January 26 is a complicated day in Australia, and the Invasion Day rally in Brisbane is one of the most photographically serious events I attend each year. It requires a different kind of attention from festival photography — the stakes are higher, the emotions are more layered, and the responsibility to represent people accurately rather than dramatically is something I think about throughout the day.
The 2016 rally gathered at Musgrave Park and marched through the Brisbane CBD. The smoking ceremony at the start of the day — eucalyptus and wattle smoke rising through the park, participants moving through it — is one of the most visually distinctive moments in the Brisbane events calendar.

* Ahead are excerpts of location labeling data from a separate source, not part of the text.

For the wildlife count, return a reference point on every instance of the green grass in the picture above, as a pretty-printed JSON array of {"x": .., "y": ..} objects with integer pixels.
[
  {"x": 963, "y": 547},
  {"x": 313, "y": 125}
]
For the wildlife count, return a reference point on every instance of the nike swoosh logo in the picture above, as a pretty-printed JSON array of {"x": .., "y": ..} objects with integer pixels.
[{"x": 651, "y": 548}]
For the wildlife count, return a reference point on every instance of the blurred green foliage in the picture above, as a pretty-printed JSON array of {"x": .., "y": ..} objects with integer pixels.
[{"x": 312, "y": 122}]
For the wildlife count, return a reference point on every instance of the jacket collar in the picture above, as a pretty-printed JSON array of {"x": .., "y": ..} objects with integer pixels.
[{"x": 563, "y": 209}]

On the smoking ceremony: The smoke in strong backlight or against the dark canopy of the park trees is genuinely difficult to expose for, but when it works the photographs have a quality that is unlike anything else. The man conducting the ceremony, boomerang in hand, smoke billowing around him, is an image that needed nothing from me beyond being present and ready.
On children at protests: Some of the most significant images from Invasion Day are of children — in body paint, raising fists, carrying flags. These children are being brought to something important by their families, and they are participating fully. Photographing children at political events requires care, but omitting them would misrepresent what the day actually is.
On the city as backdrop: The march through Brisbane’s CBD puts protestors against the architecture of colonial governance — the old Town Hall, the heritage buildings of Queen Street — and the contrast is always there to be made. The woman with the Aboriginal flag face covering, fist raised in front of the city buildings, held those two realities in a single frame.
On the crowd portraits: I spent time between the main march moments photographing the crowd — faces, body paint, painted signs, the detail of what people were wearing and carrying. The baby on his father’s shoulder, looking out at the march with wide eyes, was one of the quieter images from the day and one I keep returning to.
Invasion Day is not a comfortable event to photograph. That discomfort is appropriate.